Healthcare Sector Will Save Earnings Season

The important thing is what S&P 500 earnings and revenue look like after stripping out the catastrophe that is the energy sector.

As FactSet notes, if the energy sector is excluded, the estimated earnings growth rate for the S&P 500 would jump to 2.2%, and the revenue growth rate would rise to 1.7%. That’s a huge swing from the aggregate decline of 4.5% that’s currently expected.

The S&P 500 is also projected to report pretty widespread strength. Of the 10 sectors, only three — energy, industrials and consumer staples — are expected to report year-over-year declines in earnings and revenue.

Among the other seven sectors, earnings and revenue growth will be a bit weak to robust.

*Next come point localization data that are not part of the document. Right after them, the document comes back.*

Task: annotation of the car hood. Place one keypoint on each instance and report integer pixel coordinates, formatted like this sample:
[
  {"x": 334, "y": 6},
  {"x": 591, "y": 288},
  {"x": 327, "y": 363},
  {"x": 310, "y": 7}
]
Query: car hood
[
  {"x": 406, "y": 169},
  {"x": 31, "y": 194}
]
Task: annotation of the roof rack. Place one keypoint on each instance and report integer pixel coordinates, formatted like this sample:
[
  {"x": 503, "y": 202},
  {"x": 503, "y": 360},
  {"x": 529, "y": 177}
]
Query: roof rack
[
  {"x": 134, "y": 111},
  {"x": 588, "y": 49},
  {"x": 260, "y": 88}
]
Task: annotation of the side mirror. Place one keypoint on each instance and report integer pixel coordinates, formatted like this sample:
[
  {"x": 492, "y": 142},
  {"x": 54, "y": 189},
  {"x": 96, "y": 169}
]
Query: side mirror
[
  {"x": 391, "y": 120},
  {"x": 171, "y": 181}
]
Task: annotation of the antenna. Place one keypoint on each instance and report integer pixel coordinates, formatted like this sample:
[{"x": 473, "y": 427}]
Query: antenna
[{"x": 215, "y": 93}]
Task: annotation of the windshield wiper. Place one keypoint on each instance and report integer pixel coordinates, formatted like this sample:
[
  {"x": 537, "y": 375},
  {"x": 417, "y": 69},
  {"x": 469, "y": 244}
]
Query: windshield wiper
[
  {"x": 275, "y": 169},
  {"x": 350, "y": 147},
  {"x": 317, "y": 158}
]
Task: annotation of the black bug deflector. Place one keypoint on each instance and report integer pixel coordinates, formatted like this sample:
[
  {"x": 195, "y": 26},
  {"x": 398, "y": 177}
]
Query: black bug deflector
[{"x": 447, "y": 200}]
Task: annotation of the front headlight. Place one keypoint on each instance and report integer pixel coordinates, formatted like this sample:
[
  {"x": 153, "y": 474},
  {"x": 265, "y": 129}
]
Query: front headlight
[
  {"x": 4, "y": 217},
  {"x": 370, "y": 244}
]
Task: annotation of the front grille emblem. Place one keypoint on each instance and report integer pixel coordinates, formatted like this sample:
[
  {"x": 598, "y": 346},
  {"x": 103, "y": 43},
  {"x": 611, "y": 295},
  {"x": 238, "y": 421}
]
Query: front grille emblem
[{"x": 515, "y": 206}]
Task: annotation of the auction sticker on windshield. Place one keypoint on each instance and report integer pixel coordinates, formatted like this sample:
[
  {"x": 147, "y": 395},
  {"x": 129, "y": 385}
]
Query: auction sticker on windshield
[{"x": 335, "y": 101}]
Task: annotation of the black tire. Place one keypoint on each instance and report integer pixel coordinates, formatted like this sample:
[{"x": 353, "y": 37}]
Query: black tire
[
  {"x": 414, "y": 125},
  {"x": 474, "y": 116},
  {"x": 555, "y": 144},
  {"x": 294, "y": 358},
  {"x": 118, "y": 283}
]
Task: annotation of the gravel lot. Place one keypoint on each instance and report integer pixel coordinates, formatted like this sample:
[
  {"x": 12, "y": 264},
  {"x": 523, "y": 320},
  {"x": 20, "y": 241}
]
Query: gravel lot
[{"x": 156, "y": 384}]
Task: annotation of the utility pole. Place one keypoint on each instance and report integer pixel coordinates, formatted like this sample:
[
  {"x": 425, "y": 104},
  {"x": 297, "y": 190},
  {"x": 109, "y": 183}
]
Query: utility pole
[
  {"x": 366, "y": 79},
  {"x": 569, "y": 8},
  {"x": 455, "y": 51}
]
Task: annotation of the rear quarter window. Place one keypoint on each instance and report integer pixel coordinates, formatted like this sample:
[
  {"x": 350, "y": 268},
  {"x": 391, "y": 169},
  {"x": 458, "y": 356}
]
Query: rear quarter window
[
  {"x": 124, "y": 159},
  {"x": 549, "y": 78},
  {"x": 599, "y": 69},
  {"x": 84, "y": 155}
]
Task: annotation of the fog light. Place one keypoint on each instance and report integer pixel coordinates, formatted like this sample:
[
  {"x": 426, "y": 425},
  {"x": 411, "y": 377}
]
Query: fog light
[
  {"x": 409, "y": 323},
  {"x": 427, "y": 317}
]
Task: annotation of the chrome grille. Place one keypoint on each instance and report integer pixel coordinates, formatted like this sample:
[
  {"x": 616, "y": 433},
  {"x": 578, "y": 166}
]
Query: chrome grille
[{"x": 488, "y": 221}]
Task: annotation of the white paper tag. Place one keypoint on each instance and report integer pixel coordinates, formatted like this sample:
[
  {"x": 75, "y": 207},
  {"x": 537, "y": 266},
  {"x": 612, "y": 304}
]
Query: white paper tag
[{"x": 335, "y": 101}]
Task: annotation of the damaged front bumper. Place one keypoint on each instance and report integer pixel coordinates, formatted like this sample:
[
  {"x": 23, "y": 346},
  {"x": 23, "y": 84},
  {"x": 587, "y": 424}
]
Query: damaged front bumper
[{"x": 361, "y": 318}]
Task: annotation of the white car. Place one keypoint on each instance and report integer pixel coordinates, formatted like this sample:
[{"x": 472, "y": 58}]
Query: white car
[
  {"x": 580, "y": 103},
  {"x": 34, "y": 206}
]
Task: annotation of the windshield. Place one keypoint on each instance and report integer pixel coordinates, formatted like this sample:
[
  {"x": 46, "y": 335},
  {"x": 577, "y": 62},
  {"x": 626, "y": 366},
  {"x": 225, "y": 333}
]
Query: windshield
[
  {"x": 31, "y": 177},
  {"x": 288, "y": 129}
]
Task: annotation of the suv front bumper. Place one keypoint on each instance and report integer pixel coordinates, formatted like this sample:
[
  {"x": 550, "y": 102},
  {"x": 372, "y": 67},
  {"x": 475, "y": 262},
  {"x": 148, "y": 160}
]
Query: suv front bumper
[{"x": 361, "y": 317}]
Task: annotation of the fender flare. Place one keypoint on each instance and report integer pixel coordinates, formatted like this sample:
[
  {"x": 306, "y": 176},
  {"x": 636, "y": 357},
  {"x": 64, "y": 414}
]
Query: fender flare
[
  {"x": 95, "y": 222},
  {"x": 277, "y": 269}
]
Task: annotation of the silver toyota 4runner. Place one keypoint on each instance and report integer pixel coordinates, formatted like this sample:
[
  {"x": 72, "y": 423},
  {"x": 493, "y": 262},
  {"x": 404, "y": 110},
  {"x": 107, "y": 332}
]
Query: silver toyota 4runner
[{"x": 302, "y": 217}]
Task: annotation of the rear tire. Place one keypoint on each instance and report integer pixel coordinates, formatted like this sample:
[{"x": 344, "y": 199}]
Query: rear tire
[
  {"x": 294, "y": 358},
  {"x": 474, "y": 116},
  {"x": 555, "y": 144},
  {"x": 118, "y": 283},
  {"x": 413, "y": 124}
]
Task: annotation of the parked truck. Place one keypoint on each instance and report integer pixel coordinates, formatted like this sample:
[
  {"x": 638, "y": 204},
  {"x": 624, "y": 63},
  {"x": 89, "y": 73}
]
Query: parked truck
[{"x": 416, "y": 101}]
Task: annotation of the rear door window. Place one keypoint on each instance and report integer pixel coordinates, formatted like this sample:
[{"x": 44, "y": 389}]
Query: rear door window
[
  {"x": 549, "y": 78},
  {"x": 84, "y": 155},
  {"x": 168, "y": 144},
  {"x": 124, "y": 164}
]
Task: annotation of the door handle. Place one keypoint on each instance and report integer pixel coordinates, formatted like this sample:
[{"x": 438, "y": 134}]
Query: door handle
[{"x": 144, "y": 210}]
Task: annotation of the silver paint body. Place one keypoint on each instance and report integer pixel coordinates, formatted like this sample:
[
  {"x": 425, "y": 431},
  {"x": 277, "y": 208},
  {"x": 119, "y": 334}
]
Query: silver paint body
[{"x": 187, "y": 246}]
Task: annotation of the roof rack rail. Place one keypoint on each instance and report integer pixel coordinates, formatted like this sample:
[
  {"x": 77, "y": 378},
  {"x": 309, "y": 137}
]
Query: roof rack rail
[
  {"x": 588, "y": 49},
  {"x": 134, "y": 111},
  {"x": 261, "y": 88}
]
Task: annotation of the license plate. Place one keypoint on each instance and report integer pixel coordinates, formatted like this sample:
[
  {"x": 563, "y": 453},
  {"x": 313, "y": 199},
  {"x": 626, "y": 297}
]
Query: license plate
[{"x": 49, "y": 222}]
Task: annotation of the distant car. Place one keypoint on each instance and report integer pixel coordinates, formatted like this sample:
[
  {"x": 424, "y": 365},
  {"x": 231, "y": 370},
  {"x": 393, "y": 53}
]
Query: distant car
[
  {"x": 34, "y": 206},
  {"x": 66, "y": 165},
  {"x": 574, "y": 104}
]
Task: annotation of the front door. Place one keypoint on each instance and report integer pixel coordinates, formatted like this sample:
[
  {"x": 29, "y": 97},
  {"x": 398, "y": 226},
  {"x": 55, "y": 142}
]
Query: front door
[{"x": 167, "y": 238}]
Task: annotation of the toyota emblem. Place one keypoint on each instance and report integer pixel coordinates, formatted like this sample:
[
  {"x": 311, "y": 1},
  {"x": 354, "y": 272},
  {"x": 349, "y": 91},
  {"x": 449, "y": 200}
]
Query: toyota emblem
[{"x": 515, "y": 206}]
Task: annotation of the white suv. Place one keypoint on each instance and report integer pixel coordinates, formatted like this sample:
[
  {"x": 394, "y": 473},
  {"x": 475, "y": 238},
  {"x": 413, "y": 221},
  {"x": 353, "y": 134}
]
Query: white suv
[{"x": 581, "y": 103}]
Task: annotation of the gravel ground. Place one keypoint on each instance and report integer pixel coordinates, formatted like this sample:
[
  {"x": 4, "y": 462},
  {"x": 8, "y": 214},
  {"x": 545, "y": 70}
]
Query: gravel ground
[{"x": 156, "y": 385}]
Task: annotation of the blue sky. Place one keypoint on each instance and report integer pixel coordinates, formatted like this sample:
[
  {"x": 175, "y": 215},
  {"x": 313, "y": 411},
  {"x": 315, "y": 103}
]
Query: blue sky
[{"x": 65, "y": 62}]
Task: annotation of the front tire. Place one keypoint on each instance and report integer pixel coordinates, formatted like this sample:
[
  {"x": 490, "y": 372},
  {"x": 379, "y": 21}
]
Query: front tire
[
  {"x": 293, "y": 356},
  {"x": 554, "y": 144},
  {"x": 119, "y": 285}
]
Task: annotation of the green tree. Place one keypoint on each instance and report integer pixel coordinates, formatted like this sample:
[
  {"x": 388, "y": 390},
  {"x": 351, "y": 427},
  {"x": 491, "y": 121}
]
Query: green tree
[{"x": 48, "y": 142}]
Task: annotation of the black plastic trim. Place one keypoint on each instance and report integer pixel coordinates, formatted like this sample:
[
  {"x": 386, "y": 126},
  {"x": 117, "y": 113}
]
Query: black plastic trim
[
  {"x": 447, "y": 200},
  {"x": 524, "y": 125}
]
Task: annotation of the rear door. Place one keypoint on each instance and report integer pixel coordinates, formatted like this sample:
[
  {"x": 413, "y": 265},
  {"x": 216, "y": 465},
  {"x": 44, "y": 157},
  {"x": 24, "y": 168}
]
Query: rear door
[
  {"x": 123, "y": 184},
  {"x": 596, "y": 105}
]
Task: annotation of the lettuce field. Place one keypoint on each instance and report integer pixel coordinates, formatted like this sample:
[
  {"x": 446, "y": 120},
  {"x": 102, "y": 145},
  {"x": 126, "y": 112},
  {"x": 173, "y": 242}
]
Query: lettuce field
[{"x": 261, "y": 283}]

To nobody’s surprise, the healthcare sector is projected to report earnings growth of 8.2% on a 6.9% gain in revenue. The remaining sectors should post EPS growth of anywhere from 0.4% to 4.6%, and top-line gains of 0.3% to 3.5%.

The contribution of healthcare and drag from energy should act on earnings and sales for the remainder of the year, but the final result is clearly bullish for stocks.

Indeed, analysts are looking for record level EPS to resume in the fourth quarter of 2015, FactSet says. Furthermore, the Street expects net profit margins to rise to record levels starting in the current quarter.

The push and pull of the healthcare and energy sectors might be distorting results, but underneath it all, S&P 500 earnings and sales are much better than aggregate results would have you believe.

As of this writing, Dan Burrows did not hold a position in any of the aforementioned securities.